Although Morales' party, the MAS (Movement toward Socialism), did open the way for some mobilizations against the right, essentially the president relied on the army to contain the excesses of the right. He had a certain success in Pando. But his use of the military opened up a split in its command that revealed the basically reactionary nature of the institution.
Clave, a magazine of the Argentine Trotskyist group, the PTS (Partido de Trabajadores para el Socialismo) reported in its Sept. 18 issue: "General Trijo, chief of the armed forces, in his statement warned the autonomists and set a limit for them. But he also separated himself sharply from Comandante Chavez, who had offered support to Evo Morales.
"With this taking of position, the army announced that it rejected being 'the military agent of change' and began to present itself as the institution that 'guarantees order and the unity of the state.' This was in order to act as arbiter in case of greater destabilization, a reactionary role that will inevitably be directed against the mass movement."
Clave noted that even without any real national leadership, the more advanced sections of the mass movement were aroused to fight back by the rightist assault, even in the rightist controlled East: "Facing the racist and fascist attacks, the best organized sections of the mass movement in the East resisted valiantly, as shown by the defense of Plan 3000—a Santa Cruz working-class suburb of 250,000 inhabitants in the very capital of the Santa Cruz department [the bulwark of the right]—or the confrontations over the peasant market in Tarija.
"Other sectors in the line of fire, like the organizations of peasant settlers in San Julian and Yapacani, mobilized to counter-blockade the Santa Cruz 'civic activists.' In Chapare blockades were started, cutting off the Santa Cruz road in Bulo and other points.

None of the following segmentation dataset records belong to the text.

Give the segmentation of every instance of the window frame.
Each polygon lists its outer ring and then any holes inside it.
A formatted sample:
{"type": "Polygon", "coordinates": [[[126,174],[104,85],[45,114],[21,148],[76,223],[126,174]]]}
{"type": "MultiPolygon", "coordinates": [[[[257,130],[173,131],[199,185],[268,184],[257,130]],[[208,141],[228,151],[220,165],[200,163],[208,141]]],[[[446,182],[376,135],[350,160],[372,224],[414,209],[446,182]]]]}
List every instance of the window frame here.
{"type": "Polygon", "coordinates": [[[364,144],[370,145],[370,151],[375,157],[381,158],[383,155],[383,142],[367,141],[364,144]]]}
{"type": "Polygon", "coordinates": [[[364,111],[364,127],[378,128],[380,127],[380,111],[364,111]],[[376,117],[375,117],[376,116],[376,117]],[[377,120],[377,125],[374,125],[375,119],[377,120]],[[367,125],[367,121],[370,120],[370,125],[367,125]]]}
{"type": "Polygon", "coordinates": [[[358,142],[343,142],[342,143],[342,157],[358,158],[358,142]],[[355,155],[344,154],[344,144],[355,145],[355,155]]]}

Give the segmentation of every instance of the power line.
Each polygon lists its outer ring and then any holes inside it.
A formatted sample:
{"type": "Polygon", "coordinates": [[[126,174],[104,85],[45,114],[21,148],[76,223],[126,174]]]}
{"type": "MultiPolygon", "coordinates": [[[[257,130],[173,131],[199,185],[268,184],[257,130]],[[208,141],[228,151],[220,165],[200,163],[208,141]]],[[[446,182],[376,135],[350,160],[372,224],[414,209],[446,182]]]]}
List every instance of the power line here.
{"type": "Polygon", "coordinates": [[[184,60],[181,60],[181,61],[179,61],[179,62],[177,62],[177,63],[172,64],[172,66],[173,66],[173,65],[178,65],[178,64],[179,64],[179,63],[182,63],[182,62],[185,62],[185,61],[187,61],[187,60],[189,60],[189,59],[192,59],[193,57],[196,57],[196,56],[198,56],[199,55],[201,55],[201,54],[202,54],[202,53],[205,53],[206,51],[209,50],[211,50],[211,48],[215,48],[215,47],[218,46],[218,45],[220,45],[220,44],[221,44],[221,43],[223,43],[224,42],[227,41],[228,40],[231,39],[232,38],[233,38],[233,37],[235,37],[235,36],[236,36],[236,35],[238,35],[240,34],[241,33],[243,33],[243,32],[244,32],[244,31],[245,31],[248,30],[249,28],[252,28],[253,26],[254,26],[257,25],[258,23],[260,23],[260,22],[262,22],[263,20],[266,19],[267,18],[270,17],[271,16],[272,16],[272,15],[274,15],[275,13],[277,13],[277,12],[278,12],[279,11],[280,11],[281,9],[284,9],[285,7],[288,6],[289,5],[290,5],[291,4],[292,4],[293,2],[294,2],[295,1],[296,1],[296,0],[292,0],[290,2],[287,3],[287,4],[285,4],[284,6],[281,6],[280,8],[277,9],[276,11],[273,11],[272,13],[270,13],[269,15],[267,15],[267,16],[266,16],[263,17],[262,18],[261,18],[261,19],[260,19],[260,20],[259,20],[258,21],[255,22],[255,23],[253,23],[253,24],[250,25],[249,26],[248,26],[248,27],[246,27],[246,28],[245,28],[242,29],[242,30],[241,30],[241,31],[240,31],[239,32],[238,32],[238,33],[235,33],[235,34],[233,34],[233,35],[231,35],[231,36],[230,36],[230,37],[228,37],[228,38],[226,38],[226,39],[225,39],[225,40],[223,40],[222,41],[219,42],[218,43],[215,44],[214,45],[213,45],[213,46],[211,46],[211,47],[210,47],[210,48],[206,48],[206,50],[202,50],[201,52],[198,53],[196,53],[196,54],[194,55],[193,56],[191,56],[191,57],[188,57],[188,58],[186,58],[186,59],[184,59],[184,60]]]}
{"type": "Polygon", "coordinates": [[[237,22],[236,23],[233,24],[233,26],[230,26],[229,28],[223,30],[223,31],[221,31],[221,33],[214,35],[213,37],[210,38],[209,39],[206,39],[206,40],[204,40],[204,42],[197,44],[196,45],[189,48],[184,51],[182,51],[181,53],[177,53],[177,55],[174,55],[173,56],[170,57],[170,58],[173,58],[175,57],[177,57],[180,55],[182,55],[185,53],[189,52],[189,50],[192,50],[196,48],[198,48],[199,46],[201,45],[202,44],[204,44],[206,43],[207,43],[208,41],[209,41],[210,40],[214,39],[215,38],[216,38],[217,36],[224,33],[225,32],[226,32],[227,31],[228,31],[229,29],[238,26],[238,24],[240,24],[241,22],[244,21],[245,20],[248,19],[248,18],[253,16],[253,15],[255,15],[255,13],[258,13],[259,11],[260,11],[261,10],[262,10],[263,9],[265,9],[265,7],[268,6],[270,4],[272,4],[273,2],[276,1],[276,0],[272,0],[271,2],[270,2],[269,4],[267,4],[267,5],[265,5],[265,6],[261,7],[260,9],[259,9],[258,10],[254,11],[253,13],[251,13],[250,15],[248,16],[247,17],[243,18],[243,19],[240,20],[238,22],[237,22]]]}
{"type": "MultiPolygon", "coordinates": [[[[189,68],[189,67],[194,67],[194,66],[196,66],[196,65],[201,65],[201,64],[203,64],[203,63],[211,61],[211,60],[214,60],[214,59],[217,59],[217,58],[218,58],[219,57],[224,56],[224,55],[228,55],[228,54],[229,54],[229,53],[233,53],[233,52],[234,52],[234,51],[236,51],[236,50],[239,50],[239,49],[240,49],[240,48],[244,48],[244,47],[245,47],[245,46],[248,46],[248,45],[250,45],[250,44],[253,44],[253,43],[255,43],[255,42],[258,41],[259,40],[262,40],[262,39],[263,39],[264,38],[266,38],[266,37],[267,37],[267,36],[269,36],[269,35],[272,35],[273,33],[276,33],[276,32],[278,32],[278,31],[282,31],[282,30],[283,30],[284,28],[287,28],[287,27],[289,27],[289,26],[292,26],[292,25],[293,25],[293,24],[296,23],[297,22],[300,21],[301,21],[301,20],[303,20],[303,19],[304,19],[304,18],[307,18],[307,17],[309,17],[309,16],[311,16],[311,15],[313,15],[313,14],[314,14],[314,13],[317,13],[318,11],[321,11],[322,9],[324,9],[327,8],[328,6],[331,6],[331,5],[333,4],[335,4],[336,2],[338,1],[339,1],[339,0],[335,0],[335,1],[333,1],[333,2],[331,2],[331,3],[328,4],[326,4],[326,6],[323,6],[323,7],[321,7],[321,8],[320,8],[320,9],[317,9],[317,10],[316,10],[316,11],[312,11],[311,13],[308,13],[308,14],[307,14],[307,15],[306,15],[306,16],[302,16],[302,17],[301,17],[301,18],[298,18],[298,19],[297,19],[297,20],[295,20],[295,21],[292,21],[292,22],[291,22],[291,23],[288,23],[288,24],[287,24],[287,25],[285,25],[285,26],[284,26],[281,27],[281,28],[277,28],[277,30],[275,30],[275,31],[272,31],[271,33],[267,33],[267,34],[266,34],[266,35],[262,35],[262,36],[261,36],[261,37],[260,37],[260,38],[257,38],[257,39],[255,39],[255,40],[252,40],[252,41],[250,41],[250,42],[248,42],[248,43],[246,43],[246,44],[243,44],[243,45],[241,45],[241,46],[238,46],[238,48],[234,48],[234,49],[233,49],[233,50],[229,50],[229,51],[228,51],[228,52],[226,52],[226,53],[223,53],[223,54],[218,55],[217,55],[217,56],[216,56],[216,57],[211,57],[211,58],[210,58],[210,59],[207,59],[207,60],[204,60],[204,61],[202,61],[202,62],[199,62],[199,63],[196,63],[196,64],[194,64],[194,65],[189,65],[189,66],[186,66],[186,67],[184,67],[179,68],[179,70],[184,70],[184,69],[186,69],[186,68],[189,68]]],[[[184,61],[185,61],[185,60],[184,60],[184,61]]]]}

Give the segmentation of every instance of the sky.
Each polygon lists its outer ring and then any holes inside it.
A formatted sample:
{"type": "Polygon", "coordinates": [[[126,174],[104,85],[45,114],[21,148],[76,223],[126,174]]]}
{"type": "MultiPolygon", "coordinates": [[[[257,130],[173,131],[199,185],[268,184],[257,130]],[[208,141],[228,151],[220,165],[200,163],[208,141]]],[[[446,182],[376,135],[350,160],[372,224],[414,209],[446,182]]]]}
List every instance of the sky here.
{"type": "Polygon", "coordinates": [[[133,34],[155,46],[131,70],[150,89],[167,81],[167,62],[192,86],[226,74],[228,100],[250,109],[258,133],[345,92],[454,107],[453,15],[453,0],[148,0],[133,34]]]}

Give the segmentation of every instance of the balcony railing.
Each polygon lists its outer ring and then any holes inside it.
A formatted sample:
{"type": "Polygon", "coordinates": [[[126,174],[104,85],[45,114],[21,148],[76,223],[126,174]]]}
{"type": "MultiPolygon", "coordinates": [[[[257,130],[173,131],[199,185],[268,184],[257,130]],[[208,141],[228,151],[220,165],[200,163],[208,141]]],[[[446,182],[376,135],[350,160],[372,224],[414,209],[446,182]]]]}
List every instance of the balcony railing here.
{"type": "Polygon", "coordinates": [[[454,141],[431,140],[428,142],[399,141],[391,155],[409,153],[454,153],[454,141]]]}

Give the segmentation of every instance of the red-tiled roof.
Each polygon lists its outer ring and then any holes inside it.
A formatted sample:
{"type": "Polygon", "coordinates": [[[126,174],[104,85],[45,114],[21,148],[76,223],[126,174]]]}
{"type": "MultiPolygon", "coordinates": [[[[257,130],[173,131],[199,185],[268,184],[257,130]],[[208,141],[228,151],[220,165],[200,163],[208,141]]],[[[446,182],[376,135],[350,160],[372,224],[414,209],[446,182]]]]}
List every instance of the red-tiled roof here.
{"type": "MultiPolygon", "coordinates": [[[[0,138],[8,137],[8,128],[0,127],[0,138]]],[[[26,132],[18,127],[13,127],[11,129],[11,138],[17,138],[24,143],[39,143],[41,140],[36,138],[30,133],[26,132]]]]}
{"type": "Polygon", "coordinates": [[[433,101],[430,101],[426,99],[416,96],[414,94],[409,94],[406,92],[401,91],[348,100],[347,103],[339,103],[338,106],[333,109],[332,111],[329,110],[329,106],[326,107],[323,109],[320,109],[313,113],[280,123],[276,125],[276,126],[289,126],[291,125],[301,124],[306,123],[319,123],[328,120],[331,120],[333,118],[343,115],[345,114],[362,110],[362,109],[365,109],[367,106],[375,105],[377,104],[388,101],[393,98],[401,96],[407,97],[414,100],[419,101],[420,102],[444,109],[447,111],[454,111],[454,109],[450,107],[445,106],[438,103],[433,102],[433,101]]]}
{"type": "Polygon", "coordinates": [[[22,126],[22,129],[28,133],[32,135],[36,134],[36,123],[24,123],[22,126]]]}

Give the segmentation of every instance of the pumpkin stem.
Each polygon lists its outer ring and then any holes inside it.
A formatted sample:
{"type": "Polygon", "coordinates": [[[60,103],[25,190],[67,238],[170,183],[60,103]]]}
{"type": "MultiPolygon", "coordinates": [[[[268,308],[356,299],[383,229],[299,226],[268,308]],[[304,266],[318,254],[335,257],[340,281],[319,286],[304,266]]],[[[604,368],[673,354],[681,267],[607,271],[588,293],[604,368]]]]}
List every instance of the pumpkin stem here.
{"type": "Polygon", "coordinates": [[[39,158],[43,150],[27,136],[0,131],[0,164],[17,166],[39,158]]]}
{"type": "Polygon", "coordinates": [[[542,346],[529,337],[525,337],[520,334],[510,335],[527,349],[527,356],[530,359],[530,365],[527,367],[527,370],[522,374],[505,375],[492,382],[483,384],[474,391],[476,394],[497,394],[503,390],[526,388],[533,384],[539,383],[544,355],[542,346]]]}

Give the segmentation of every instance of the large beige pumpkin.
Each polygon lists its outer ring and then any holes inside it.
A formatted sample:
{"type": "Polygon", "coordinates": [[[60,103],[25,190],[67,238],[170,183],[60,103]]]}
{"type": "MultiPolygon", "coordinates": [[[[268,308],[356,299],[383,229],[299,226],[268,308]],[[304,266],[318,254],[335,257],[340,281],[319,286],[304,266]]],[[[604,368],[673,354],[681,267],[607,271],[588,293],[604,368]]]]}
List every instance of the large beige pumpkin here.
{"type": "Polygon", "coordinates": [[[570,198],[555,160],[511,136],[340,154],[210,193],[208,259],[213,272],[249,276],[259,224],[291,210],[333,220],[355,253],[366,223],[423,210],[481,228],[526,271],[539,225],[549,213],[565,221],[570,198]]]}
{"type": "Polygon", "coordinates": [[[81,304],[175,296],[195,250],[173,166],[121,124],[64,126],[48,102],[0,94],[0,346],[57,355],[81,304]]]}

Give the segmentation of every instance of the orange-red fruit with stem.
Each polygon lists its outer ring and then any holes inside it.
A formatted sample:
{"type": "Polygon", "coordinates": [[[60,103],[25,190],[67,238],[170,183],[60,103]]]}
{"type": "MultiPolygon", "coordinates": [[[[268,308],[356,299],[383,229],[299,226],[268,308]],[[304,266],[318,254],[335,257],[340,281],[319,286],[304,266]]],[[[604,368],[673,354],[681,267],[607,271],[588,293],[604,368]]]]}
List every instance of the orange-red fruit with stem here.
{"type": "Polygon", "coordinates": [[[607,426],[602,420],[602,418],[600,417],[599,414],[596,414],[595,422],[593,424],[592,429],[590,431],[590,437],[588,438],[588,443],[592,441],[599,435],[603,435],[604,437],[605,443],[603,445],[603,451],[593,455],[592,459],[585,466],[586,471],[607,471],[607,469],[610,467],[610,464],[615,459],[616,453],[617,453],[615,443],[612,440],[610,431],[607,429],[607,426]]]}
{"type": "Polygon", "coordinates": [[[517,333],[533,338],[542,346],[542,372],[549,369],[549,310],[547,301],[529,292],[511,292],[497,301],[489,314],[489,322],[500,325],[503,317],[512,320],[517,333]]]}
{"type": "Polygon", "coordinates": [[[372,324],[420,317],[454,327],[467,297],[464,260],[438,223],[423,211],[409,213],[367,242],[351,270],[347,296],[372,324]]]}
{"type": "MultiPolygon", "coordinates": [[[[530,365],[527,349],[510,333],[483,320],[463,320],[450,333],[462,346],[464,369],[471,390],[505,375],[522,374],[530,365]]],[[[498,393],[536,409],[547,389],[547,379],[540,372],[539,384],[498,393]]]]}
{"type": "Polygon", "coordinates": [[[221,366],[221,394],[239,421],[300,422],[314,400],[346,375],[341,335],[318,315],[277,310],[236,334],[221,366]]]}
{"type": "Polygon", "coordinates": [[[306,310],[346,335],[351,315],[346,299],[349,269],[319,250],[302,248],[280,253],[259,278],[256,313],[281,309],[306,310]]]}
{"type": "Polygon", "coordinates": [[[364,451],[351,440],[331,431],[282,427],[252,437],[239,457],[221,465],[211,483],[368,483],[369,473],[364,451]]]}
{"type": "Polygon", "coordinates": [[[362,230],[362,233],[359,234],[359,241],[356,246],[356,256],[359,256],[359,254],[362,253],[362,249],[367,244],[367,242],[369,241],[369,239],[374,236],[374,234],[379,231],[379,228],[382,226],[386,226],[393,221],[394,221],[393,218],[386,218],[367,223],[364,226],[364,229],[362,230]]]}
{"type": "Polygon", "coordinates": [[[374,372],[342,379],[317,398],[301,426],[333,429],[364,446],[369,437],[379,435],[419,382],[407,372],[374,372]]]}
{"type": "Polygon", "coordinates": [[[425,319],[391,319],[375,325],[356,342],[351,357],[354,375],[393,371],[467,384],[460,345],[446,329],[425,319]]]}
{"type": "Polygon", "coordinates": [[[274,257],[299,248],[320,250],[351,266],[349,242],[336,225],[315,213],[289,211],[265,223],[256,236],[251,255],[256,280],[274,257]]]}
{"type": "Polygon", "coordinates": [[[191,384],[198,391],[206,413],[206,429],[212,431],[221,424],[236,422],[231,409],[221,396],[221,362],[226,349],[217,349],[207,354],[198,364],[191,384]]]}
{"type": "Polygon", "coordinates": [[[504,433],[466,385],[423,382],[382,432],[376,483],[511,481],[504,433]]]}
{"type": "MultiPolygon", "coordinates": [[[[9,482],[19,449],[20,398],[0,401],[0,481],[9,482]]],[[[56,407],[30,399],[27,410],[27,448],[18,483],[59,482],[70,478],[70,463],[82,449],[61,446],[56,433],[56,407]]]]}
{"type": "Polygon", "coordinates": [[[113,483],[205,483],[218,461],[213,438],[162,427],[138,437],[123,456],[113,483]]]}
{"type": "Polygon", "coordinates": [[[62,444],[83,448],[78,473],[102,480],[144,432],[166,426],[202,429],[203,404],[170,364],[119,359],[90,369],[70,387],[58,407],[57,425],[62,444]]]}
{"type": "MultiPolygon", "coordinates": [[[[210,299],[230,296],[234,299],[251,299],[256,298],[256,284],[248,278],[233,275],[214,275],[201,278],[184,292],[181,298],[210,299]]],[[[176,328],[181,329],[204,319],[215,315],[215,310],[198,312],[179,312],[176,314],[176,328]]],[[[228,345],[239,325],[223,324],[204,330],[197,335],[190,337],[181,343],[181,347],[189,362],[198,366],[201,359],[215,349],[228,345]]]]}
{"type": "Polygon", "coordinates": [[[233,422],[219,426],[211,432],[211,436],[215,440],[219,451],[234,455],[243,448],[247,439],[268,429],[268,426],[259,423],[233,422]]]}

"The Cobija [Pando] massacre aroused indignation to the boiling point. On Saturday, Sept. 18, the Unionista [fascist] assault on the peasant blockade at Tiquipaya was defeated and the attackers had to withdraw, taking at least 17 wounded with them. In Cuatro Canadas, the peasant blockade showed its machetes and shotguns and other weapons to warn the fascists that if they came they would return to Santa Cruz 'in boxes.'
"In Plan 3000, they organized self-defense brigades of young people and other inhabitants to combat the incursions of the UJC (The Youth Union of Santa Cruz, rightist paramilitaries).
"On Sept. 15 and 16, mass marches were held in La Paz [the capital of the country], organized by the Regional Workers Confederation and Fejuve [the neighborhood committees of El Alto, the working-class satellite city of La Paz], as well as university students organizations, the COB, and other people's organizations. They chanted slogans against American imperialism, the oligarchies in the East, and their fascist groups."
It seems, therefore, that there is fighting spirit among the Bolivian masses, even in the rightist-dominated areas, that can be organized and directed to defeat the right. The mid-September rightist assault should be warning that if a revolutionary leadership does not emerge that can accomplish this, the Morales regime will slowly be worn down by the pressure of the right and the blandishments of the surrounding bourgeois governments that are claiming to defend "constitutional order in Bolivia."
If that happens, the right will eventually overthrow Morales—but by that time it would only be the final act in another tragedy for the long-suffering working people of Bolivia.